# Best realistic cop movies of all time



## kokid (Oct 24, 2005)

My favorite cop movie of all time is 'Colors'. That movie is a classic.


----------



## LA Copper (Feb 11, 2005)

I agree, Colors was a pretty good movie, and "_*somewhat"* _realistic. It came out in 1988, about 3 or 4 months before I moved from the South Shore to L.A. to get on the job. I remember seeing that movie and then couldn't wait to hit the streets! Bloods and Crips actually dressed and acted like that then. They don't so much anymore.

A few other decent cop movies are: SWAT; The French Connection; The Blue Knight; Blown Away; and The New Centurians. While these may not be as realistic, I think they are entertaining.



kokid said:


> My favorite cop movie of all time is 'Colors'. That movie is a classic.


----------



## sempergumby (Nov 14, 2003)

Colors has to be the top of the list though.


----------



## K9Vinny (Sep 25, 2005)

Let's not forget Leslie Nielson and the Naked Gun series...


----------



## Officer Dunngeon (Aug 16, 2002)

Police Academy, and all the sequels.

Now THAT'S reality. :rofl:


----------



## Pacman (Aug 29, 2005)

Well based on my forums name I gotta go with Colors. Good topic KO.


----------



## SOT (Jul 30, 2004)

Serpico, The French Connection, and Copland get my votes.


----------



## KozmoKramer (Apr 25, 2004)

I have 2 go with 2 really "Feel Good" cop movies; Bad Lieutenant & Internal Affairs.
The softer side of policing....


----------



## Officer Dunngeon (Aug 16, 2002)

In all seriousness, I do think CopLand is pretty close to realism, at least in certain characterizations of police officers, their attitudes, the way they relate to one another and others.


----------



## BlackOps (Dec 29, 2004)

Training Day.

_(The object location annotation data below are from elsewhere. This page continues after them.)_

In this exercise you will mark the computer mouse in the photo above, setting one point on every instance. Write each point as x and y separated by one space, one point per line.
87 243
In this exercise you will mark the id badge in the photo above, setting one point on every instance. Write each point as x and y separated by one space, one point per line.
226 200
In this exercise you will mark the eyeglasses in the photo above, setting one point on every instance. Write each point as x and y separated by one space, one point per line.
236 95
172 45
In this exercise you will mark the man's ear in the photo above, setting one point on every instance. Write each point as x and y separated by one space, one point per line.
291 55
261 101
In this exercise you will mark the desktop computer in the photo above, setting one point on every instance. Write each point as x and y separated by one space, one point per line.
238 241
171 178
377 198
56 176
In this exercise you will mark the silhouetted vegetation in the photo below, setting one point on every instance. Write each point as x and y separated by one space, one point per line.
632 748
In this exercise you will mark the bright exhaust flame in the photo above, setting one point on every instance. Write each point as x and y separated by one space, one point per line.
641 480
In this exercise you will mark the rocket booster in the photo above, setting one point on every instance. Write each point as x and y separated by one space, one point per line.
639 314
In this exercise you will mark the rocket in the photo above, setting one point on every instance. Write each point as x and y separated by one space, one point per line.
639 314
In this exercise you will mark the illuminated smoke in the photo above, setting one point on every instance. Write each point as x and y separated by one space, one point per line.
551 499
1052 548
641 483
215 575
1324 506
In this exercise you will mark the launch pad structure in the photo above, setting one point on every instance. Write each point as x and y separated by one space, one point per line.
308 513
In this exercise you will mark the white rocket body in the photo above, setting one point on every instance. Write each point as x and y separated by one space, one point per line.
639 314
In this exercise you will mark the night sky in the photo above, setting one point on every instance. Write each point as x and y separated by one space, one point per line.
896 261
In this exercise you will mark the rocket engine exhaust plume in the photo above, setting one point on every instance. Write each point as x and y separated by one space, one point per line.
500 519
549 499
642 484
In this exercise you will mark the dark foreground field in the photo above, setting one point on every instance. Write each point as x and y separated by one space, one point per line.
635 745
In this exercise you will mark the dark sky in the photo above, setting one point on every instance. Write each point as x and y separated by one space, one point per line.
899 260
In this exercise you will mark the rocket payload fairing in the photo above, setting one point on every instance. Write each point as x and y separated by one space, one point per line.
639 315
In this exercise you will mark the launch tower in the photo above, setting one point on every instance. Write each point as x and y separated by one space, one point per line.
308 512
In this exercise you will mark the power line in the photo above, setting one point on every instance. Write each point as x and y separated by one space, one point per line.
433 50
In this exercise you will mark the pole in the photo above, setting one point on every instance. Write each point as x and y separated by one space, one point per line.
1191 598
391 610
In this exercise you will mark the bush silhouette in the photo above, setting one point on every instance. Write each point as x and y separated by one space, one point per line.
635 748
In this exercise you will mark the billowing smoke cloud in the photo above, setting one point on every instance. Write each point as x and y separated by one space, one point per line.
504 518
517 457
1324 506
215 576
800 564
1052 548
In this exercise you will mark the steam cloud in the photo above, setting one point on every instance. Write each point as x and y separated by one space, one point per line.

Absolutely the best PO movie.


----------



## EASTCOASTCOP (Oct 31, 2005)

I thought Kindergarden cop was realy close to the biography of my life. hahahaha The movie CRASH IS A GREAT POLICE MOVIE.


----------



## K9Vinny (Sep 25, 2005)

How about Super Troopers?


----------



## bluesamurai22 (Nov 20, 2004)

New Centurians and Choire Boys were pretty realistic. A lot of it might be lost on people today.


----------



## OciferpeteHPD3500 (May 27, 2005)

My all time favorite is "Heat" with Al Pacheno and Robert Dinero.


----------



## EOD1 (Mar 11, 2004)

god heat is such a great movie. i love the scene when they have coffee together. scarface and the taxi driver sittin down having coffee. that bank scene is great. i like watching pacino throw henry rollins through that glass door.


----------



## LA Copper (Feb 11, 2005)

I forgot about Heat, that was a good movie. The shootout at the end was pretty awesome. It came out before the North Hollywood Bank robbery shootout. I remember saying that that kind of shootout never happens in real life. Boy was I wrong!

Training Day was ok but certainly made us all look bad.

As far as uniformed police movies go, I think Colors still has it. Interesting, entertaining, and somewhat realistic.


----------



## OciferpeteHPD3500 (May 27, 2005)

Yes Heat was before the LA Shout out. The reason I know this was that in 1997 I was a Freshman in my dorm room watching this movie. During the shoot out the RA's came to my room because of the gunshoots were so loud and echoed down the hallway. All I had was a simple 19 inch TV nothing special. Now that I have a 60 inch and surrond sound I should watch it again. Colors is also a great movie


----------



## mikey742 (Mar 4, 2005)

New Centurions was a good one took place way before my time but then I guess a lot of things did. Also like In Heat of the Night, SWAT and SWAT and Blown Away but don't know how realistic they are. I guess I will have to watch colors since I have never seen it.


----------



## LA Copper (Feb 11, 2005)

USMC,
You're right, it was eerie. Maybe some bad guys really do watch the movies and get ideas for their crimes, it wouldn't surprise me. Some people just aren't smart enough to think of things for themselves.

Mikey,
You've got to watch Colors. It's a pretty good movie. I think Robert Duvall does a pretty good job acting like a cop. The New Centurians was a really good movie for it's time.


----------



## SOT (Jul 30, 2004)

Live and Die in LA was a good one...not so much that realistic (well I don't know maybe it is) but it was a good movie.


----------



## kwflatbed (Dec 29, 2004)

Look at this one
*http://us.rd.yahoo.com/dailynews/rs...ry.php?ID=16956*



LA Copper said:


> USMC,
> You're right, it was eerie. Maybe some bad guys really do watch the movies and get ideas for their crimes, it wouldn't surprise me. Some people just aren't smart enough to think of things for themselves.


----------



## KozmoKramer (Apr 25, 2004)

Electra Glide in Blue!


----------



## j809 (Jul 5, 2002)

> SuperTroopers


My favorite!!


----------



## dcs2244 (Jan 29, 2004)

Electra Glide in Blue was a good movie...but for realism, The Seven Ups and LA Confidential are at the top for me.

In fact, read the whole series of books by James Ellroy: Black Dahlia, The Big Nowhere, LA Confidential, White Jazz, American Tabloid, etc. They are about as real as it gets...you won't be able to put the books down...


----------



## drknyt (Jan 11, 2005)

Training Day for movies. Now what about tv shows Miami Vice


----------